Check the wolfs den Stan, they carry and order a lot of gold tip. If he does not have it now he can Probably add some to the next order.


----------



## Bow bandit (Apr 21, 2007)

Ask for 3555 shafts


----------



## Stash (Jun 1, 2002)

Thanks.

I do need the 1535 - these would be for a lighter weight recurve.


----------



## crazymoose (May 17, 2005)

Get in touch with Big Jim at Big Jim's Bow Company.
He has a large stock of Gold Tip arrows and he also has blems at a really good price as well.
Nice guy to talk to as well.


----------



## Stash (Jun 1, 2002)

I wanted to buy in Canada, avoid hassles with Customs. 

Wolf's Den answered my e-mail promptly (good on them ). Don't stock them but can get them, but it would take a few months.

Any other ideas?


----------



## crazymoose (May 17, 2005)

Big Jim has blems on sale for $45.99 a dozen in 15-35's.
We have had no problems with shipping as long as it is sent USPS only.


----------



## Xenomorph (Jun 18, 2012)

Stash said:


> I wanted to buy in Canada, avoid hassles with Customs.
> 
> Wolf's Den answered my e-mail promptly (good on them ). Don't stock them but can get them, but it would take a few months.
> 
> Any other ideas?



I got my xforce, 4 dozen sticks, 2 sights, stabs, fobs, points, broadheads and all in the last month and a half. Never an issue with the border, always delivered home with no problems.


----------



## mprus (Oct 11, 2009)

Yup as long as you use USPS you're fine.


----------



## Stash (Jun 1, 2002)

Let me rephrase the question: Anyone know of any Canadian stores that stock these?


----------



## shakyshot (Dec 21, 2007)

Accually Stash you phrased it that way in original post:wink:
I can read


----------



## Stash (Jun 1, 2002)

I know, that was what we call "sarcasm". 

So, we know you can read, but can't write. So how are you at 'rithmetic? 


By the way, I ended up ordering from the US anyways.


----------



## mprus (Oct 11, 2009)

Stash said:


> I know, that was what we call "sarcasm".
> 
> So, we know you can read, but can't write. So how are you at 'rithmetic?
> 
> ...


Funny...first you're 'sarcastic' with those who recommended buying in the US and then you do that anyway...hilarious!


----------



## Stash (Jun 1, 2002)

What's hilarious? I asked a simple question but got answers to a different question, of no help to me.

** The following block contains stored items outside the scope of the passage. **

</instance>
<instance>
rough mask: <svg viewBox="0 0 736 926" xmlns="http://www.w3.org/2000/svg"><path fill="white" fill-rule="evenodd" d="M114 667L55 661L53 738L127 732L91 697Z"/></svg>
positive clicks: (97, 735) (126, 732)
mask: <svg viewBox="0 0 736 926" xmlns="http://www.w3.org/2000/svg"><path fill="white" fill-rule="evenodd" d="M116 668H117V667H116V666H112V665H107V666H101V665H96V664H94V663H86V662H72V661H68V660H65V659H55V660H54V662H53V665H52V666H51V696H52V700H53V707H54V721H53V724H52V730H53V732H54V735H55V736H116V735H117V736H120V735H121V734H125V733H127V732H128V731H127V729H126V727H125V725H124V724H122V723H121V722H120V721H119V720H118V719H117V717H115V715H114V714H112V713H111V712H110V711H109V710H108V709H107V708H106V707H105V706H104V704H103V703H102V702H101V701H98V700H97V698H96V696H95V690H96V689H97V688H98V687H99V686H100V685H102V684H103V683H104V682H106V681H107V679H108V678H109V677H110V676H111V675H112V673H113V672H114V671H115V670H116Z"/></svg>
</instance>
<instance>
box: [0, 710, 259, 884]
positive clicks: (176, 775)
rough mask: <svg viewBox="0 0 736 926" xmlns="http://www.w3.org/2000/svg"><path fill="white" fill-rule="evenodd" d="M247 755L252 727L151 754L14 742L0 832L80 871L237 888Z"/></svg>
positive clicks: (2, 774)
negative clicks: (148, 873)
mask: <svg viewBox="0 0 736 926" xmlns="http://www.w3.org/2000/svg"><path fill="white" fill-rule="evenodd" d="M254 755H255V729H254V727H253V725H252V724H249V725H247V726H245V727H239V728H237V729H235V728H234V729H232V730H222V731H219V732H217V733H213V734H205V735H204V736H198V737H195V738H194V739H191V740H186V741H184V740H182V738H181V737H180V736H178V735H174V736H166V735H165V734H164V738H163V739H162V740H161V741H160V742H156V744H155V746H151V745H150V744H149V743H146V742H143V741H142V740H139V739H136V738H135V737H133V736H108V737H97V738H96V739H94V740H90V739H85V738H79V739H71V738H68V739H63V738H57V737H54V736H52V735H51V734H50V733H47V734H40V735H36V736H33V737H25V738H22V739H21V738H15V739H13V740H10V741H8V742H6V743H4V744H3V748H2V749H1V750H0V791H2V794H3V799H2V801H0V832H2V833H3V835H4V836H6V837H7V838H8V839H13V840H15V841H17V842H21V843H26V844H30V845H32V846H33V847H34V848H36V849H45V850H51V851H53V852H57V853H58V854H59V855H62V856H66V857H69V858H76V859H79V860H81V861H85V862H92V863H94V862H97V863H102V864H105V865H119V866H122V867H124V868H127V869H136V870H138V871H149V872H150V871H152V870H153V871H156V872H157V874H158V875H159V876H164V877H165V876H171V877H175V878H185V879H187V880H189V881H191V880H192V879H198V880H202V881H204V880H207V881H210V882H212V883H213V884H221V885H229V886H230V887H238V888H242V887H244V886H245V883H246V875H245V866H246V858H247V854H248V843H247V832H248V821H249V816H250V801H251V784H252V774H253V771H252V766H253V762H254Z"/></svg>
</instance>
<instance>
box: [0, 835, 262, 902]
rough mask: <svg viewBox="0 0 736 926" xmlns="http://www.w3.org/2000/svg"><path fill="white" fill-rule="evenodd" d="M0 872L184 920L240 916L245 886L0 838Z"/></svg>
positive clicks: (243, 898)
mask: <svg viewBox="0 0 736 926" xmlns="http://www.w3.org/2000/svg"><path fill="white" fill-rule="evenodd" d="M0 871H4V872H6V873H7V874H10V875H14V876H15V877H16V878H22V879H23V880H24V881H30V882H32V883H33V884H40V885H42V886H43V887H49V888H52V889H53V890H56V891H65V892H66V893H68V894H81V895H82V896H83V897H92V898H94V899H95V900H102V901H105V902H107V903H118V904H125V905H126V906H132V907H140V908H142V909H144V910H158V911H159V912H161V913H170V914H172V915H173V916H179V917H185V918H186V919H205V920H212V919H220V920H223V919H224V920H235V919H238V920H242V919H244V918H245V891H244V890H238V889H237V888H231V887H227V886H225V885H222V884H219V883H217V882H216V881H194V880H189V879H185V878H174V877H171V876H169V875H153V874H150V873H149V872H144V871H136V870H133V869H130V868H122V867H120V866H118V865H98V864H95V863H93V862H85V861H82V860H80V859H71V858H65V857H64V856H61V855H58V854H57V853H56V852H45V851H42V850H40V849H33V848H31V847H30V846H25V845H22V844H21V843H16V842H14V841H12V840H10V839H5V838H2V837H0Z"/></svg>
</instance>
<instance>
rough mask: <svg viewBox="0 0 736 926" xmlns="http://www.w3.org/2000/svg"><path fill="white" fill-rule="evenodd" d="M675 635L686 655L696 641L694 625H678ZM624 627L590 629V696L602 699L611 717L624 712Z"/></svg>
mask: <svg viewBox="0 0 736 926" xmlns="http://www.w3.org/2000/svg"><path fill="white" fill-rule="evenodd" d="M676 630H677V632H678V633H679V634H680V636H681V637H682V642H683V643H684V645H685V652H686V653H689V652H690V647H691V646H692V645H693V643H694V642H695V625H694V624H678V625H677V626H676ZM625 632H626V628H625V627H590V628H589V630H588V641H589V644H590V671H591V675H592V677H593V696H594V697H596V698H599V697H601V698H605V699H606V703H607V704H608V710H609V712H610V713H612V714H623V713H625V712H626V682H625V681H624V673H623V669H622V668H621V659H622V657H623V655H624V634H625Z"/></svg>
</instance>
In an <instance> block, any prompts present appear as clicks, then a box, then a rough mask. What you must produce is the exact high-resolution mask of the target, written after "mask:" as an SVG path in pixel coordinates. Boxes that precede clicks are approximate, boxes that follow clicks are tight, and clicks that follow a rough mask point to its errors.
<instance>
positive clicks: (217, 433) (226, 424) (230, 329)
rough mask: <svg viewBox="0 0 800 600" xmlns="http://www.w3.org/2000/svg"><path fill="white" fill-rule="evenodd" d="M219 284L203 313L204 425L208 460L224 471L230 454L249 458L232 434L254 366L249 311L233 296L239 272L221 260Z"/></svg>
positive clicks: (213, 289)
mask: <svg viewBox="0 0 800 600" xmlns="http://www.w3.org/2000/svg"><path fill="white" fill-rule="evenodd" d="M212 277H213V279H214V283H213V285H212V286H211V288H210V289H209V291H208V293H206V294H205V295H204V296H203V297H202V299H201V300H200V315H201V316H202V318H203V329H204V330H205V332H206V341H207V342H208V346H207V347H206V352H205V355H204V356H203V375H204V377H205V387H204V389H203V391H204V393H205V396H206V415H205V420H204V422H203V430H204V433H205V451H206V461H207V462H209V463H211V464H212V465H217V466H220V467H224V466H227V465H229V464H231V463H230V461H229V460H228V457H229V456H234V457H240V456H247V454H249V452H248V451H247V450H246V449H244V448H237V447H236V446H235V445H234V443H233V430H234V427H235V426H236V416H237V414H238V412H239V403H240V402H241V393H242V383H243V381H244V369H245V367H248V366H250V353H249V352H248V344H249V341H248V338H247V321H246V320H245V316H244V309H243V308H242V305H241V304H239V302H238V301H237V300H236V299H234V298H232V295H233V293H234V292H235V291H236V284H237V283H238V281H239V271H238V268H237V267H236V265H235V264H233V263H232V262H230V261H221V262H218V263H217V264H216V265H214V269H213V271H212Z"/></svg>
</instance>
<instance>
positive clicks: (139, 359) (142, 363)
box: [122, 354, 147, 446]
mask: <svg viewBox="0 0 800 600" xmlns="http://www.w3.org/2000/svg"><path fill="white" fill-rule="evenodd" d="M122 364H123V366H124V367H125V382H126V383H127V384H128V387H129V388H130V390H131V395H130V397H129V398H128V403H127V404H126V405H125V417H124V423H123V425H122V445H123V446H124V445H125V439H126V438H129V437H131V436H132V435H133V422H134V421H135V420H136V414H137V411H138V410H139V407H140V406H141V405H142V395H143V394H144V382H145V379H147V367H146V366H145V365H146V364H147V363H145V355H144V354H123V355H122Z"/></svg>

I wanted to find a Canadian supplier so I could A) support local businesses and B) avoid a possible border delay. 

I did not see any Canadian shops list this particular item on their websites so I asked if anyone knew where I might find them in Canada. No positive answer, so I went to the US. I know of several US dealers who stocked these, so I didn't need any suggestions on that.

(By the way, Big Jim's website says "no stock" on the blems, and when I contacted them through their website for an idea on what shipping might be for the regular shafts, no reply.)


----------



## tedh (Aug 12, 2004)

Contact Shannon at Bromley Archery, She's a Canadian distributor for Gold Tip and can tell you where to get them. 1-800-665-BOWS


----------



## Thunderwolf (Jul 29, 2009)

I have them in stock 1535 gold tip. Kawartha Traditional Archery Ontario Canada. 
Fred Walker


----------



## wanemann (Oct 7, 2010)

stash, ask for something else I am sure the help will flood in. just thought I would give the sarcasm bit a shot.


----------